If a student understands the meaning of a polynomial, they can probably understand much of the fundamentals of this discussion. I think the Mathematica manual has one of the easiest discussions to read about this issue. Also the Numerical Recipes has a good discussion.

Last edited: Jun 19, 2004
15. Jun 19, 2004

### JohnDubYa

RE: "Can you explain the logic that goes into this please?"

I suspect you didn't give the GIF file time to load. Try again.

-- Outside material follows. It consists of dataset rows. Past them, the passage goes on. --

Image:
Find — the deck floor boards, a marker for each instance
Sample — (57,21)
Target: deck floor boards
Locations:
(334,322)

RE: "What's round-off error?"

Pick up a pocket calculator and multiply 3.29443 and 5.34433 together. The result
is something like 17.6065210819. But the computer may not be able to store all of those digits because its memory registers are only so big. So it may have to truncate the result to 17.6065. By scrubbing off digits, the calculation loses accurary. This is round-off error.

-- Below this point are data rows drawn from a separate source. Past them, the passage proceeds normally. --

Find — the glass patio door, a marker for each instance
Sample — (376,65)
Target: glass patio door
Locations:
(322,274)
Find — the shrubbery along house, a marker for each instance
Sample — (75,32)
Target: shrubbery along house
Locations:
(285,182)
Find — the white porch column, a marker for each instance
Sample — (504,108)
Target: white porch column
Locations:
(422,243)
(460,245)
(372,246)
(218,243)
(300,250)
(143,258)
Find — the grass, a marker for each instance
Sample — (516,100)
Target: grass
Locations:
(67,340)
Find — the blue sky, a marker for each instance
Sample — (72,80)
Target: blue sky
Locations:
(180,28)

I'm guessing "low order" refers to the order of polynomials?

Yes.

1 + 3.64x -> low (first) order

1 + 3.64x - 4.52x^2 + 67.33x^3 + 85.84x^4 -> higher (fourth) order

16. Mar 9, 2009

### user___

I think multiply the usual form with
$$\frac{b\pm\sqrt{b^{2}-4ac}}{b\pm\sqrt{b^{2}-4ac}}$$
is correct.

Working:
$$x=\frac{-b\pm\sqrt{b^{2}-4ac}}{2a}\cdot\frac{b\pm\sqrt{b^{2}-4ac}}{b\pm\sqrt{b^{2}-4ac}}$$
$$=\frac{(b^{2}-4ac)-b^2}{2a(b\pm\sqrt{b^{2}-4ac})}$$
$$=\frac{-2c}{b\pm\sqrt{b^{2}-4ac}}$$

Last edited: Mar 9, 2009
17. Mar 9, 2009

### DyslexicHobo

Wow. Tons of good information in this thread! Thanks!

18. Jun 5, 2009

### BillX

I remember there was one way where if b is divisible by 2, you can use a simpler formula but I forgot what it was...
like when ax2+bx+c=0; b is divisible by 2

I might be wrong though : )

Last edited: Jun 5, 2009
19. Jun 5, 2009

### gel

Also, to get the alternate form, divide ax2+bx+c = 0 by x2 to get a + b(1/x) + c(1/x)2=0. This is just a quadratic in 1/x with a and c switched around. So, you can switch a and c in the standard quadratic formula to solve for (1/x) and then switch numerator and denominator to get the alternate form for x.

20. Jun 5, 2009

### D H

Staff Emeritus
Computers typically work in base 2. For the point of illustration, assume you are working with a computer that uses base 10 for floating point arithmetic and assume it only has 5 significant digits. For example, computing 1.0/3.0 and 200.0/3.0 on this computer yields 0.33333 and 66.667, respectively. Now suppose you need to find the solutions to

$$x^2-315x+1=0$$

You apply the simple version of the quadratic formula:

$$x=\frac{315\pm\sqrt{315^2-4}}2 = \frac{315\pm\sqrt{99221}}2$$

On this computer, $\surd 99221 = 314.99[/tex] (the correct answer: [itex]314.993651\cdots$. The two solutions as calculated on this computer are

\aligned x_1 &= \frac{315-314.99}2 = 0.005 \\ x_2 &= \frac{315+314.99}2 = 315.00 \aligned

The correct values are $0.00317463517\cdots$ and $314.996825\cdots$. The larger of the two values is correct to five decimal places. The smaller of the two has zero significant digits. Now look what happens when you calculate the smaller value using the alternate form:

$$x_1 = \frac 2{315+314.99} = 0.0031747$$

which is correct to four significant digits.